We will focus on S3 today, with a brief look at R6 at the end.

S3 in Depth

S3 is the most widely used OOP system in R. It is simple, flexible, and what base R itself uses.

How S3 works

An S3 object is just a regular R object (list, vector, data frame, etc.) with a class attribute. When you call a generic function like print(x), R looks at class(x) and dispatches to the appropriate method.

class(x_norm)
class(mtcars)
class(mtcars_model)

Seeing the dispatch chain

# What methods exist for print?
methods(generic.function = "print")

# What methods exist for a class?
methods(class = "data.frame")

The dispatch mechanism

When you call summary(x) where x has class "foo":

  1. R looks for summary.foo
  2. If not found, looks for summary.default
  3. If neither exists, throws an error

This is called single dispatch - the method is chosen based on the class of the first argument only.

Creating an S3 Class

Our cpue() function returns a plain numeric vector:

result <- cpue(c(100, 200, 300), c(10, 20, 15))
class(result)

That class is just "numeric". When we print(result), R dispatches to print.numeric and shows raw numbers. What if we want CPUE output to identify itself - to carry context about the calculation and display it in a useful way?

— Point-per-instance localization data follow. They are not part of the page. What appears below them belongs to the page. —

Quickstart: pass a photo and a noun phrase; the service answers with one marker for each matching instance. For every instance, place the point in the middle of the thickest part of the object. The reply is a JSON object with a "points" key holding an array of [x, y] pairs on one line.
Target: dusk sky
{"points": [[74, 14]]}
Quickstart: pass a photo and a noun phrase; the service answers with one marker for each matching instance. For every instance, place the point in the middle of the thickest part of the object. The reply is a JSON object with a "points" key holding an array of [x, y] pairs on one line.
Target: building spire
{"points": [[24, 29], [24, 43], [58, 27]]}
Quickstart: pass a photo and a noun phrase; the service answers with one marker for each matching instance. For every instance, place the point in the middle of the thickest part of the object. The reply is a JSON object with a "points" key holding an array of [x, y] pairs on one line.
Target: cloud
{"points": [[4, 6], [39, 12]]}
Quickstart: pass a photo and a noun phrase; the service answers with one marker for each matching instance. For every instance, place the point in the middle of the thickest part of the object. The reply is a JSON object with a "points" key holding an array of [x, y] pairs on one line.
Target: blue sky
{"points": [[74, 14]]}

The simplest way: class() <-

The most direct way to create an S3 class is to set the class attribute on an existing object. Let’s modify cpue() to tag its output. Add two lines at the end of the function body in R/cpue.R:

cpue <- function(
  catch,
  effort,
  gear_factor = 1,
  method = c("ratio", "log"),
  verbose = getOption("fishr.verbose", FALSE)
) {
  method <- match.arg(method)

  validate_numeric_inputs(catch = catch, effort = effort)

  if (verbose) {
    message("Processing ", length(catch), " records using ", method, " method")
  }

  raw_cpue <- switch(
    method,
    ratio = catch / effort,
    log = log(catch / effort)
  )

  result <- raw_cpue * gear_factor
  class(result) <- "cpue_result"
  result
}
load_all()

result <- cpue(c(100, 200, 300), c(10, 20, 15))
result
class(result)

Now R knows this is a cpue_result. We can write a print method for it.

Writing Methods

Adding metadata with attributes

A bare numeric vector with a class label has no context. What gear factor was used? What method was used? R objects can carry arbitrary attributes - named metadata attached to the object. Let’s update the function body again:

cpue <- function(
  catch,
  effort,
  gear_factor = 1,
  method = c("ratio", "log"),
  verbose = getOption("fishr.verbose", FALSE)
) {
  method <- match.arg(method)

  validate_numeric_inputs(catch = catch, effort = effort)

  if (verbose) {
    message("Processing ", length(catch), " records using ", method, " method")
  }

  raw_cpue <- switch(
    method,
    ratio = catch / effort,
    log = log(catch / effort)
  )

  result <- raw_cpue * gear_factor
  attr(result, "gear_factor") <- gear_factor
  attr(result, "n_records") <- length(catch)
  attr(result, "method") <- method
  class(result) <- "cpue_result"
  result
}
load_all()

result <- cpue(c(100, 200, 300), c(10, 20, 15))
attr(result, "gear_factor")
attr(result, "n_records")
attr(result, "method")

As a class accumulates more fields, setting attributes one by one gets unwieldy.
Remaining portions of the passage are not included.